What’s more, she said, the process chipped away at the “guilt” she’d felt for coveting Christmas decor. No longer does she feel “less Jewish” just because “there’s some pine boughs on my porch.”
For Schreiber Sasaki, the chance to support a husband who celebrates Jewish holidays year-round made Christmas more satisfying than she anticipated. Ahead of the holiday, she scoured eBay for a replica of her mother-in-law’s oldest ornament, a paper snowflake that has come to represent the lively visits her family is forgoing this year. After decorating the Christmas tree, her children presented it to their father as a final surprise.
“He was really moved, and I was so excited,” Schreiber Sasaki said. “I could do this for my person, who is the best latke-maker and the best matzo-ball maker, and who has gone out of his way to learn blessings and songs and recipes. We could surprise him with this small, meaningful thing.”
Bromberg said that these new merrymakers mark the expansion of a pre-existing trend, rather than a major shift in interfaith observance. But an uptick in at-home celebrations may help erode longstanding stigma against interfaith revels. Rabbi Yohanna Kinberg, who leads Congregation Kol Ami in Kirkland, Washington, said that many of her interfaith congregants were once reluctant to own up to their Christmas trees. This year, people are posting unabashedly about decorations.
Livingston concurred.

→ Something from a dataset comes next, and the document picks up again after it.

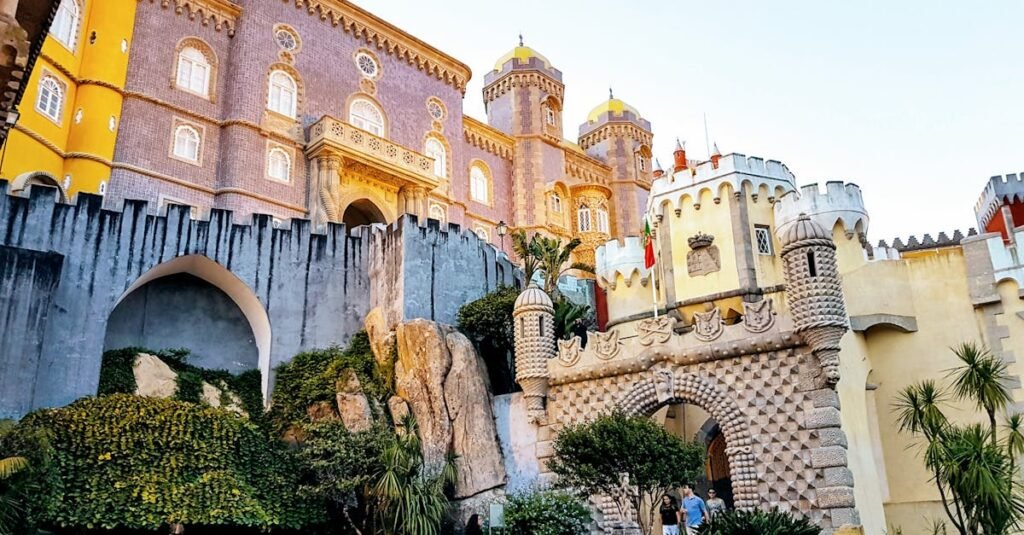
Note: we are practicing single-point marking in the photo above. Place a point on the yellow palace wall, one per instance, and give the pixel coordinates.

She hopes her hodgepodge of Jewish and Italian traditions will show her students, many of whom come from interfaith families, that it’s perfectly possible to maintain a strong Jewish identity while enthusiastically decorating a Christmas tree with sparkly paper chains.
“It’s really important that I model behavior my students can see reflected in their current lives, or their future lives,” she said.
Even when families are able to reunite for the holidays, some pandemic-era traditions may stick around. Next year, Greenberg predicted, her daughters will probably want a tree, and she’ll probably let them have it.
“Now that we’ve crossed the threshold, it seems ridiculous to say ‘No, we can no longer have pine cones and birch boughs on our porch, because it’s not the pandemic,’” she said.